Tout d’un coup la porte s’est ouverte et le gars Stradlater s’est pointé, en fonçant. Il arrêtait pas de foncer. Avec lui y avait toujours urgence. Il est venu près de moi et il m’a donné une claque sur chaque joue – des claques pour rire mais c’est plutôt rare qu’on trouve ça marrant. Il a dit : «Ecoute. Tu vas quelque part ce soir ?
— Je sais pas. Ça se pourrait. Bon Dieu qu’est-ce qui se passe dehors – il neige ? » Il avait plein de neige sur son manteau.
« Ouais. Ecoute. Si t’as rien de spécial, tu voudrais pas me prêter ta veste de tweed ? »
J’ai demandé «Qui a gagné ?
— Ils en sont seulement à la mi-temps. Nous on se barre. » Et puis il a dit « Sans blague, tu mets ta veste de tweed ce soir ? J’ai renversé des saloperies sur mon blazer gris ».
J’ai dit « Non, mais je tiens pas à ce que tu me la déformes avec tes foutues épaules et tout ».
Lui et moi on était pratiquement de la même taille mais il pesait deux fois plus lourd. Il avait des épaules extra-larges.
«Je vais pas te la déformer. » Il a foncé vers la penderie. Il a dit «Comment ça va, Akley ? »,
Au moins, Stradlater, voilà un gars qu’était plutôt sympa. Bon d’accord, c’était un peu bidon ses manières mais lui il manquait jamais de dire bonjour à Ackley et tout.

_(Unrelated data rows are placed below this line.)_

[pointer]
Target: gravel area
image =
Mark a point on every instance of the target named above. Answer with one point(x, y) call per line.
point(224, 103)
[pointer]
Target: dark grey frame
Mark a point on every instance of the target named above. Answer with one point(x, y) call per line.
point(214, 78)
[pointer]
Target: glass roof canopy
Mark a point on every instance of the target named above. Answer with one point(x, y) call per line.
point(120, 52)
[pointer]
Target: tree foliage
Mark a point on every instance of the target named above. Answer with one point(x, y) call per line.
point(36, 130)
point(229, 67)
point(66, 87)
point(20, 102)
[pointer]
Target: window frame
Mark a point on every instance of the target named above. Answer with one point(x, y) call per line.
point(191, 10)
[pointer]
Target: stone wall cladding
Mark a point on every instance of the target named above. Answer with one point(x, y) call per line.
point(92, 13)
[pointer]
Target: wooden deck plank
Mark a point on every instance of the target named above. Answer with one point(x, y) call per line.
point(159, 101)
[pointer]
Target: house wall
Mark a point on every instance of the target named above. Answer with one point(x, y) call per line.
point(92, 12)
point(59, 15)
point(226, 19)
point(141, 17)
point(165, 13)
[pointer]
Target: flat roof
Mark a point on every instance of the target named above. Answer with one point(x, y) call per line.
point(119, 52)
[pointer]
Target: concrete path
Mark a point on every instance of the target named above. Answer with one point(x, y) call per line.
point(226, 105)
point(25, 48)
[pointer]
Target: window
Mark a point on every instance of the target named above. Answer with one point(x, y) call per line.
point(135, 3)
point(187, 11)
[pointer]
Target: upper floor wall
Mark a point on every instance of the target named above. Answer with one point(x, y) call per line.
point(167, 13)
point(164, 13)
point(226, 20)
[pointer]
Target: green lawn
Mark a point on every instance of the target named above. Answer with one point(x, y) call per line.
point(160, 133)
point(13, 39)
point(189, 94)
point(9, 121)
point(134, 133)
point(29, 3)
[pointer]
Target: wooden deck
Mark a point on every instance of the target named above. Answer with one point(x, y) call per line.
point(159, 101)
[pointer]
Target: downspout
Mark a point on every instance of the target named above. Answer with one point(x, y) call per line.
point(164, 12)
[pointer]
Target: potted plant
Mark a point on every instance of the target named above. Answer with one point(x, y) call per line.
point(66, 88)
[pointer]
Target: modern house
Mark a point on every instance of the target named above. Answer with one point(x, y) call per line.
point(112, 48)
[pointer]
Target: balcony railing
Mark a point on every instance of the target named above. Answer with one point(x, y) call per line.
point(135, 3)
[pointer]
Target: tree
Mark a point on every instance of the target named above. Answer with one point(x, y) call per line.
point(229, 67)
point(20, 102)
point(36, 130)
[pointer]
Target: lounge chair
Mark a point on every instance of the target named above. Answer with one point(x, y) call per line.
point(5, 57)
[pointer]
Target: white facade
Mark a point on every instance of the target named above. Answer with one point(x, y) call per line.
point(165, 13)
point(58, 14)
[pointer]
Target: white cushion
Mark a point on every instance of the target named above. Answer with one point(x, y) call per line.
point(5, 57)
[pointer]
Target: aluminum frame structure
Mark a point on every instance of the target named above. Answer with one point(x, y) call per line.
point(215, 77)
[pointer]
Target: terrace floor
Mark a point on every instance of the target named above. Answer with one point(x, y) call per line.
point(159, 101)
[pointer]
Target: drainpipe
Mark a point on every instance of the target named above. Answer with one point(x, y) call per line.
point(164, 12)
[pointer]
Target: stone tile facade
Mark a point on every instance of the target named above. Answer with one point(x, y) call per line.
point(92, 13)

Quand il a dit «Comment ça va ? » Ackley s’est contenté de pousser un grognement. Il lui aurait bien pas répondu mais il avait pas le cran de pas pousser au moins un grognement. Puis à moi il a dit « Bon, moi je me taille. A tout à l’heure ».
J’ai dit « Okay ». Ackley, quand il retournait dans sa tanière ça vous brisait pas vraiment le cœur.
Le gars Stradlater s’est mis à enlever son manteau et sa cravate et tout. Il a dit « Je me donnerais bien un petit coup de rasoir ». Il avait une barbe plutôt drue. Je vous jure.
J’ai demandé «Et ta fille, elle est où ?
— Elle m’attend à l’Annexe. »
Il est sorti de la chambre avec sous le bras sa trousse de toilette et sa serviette. Sans chemise ni rien. Il circulait toujours torse nu parce qu’il se trouvait vachement bien bâti. Il l’était. Faut bien le reconnaître.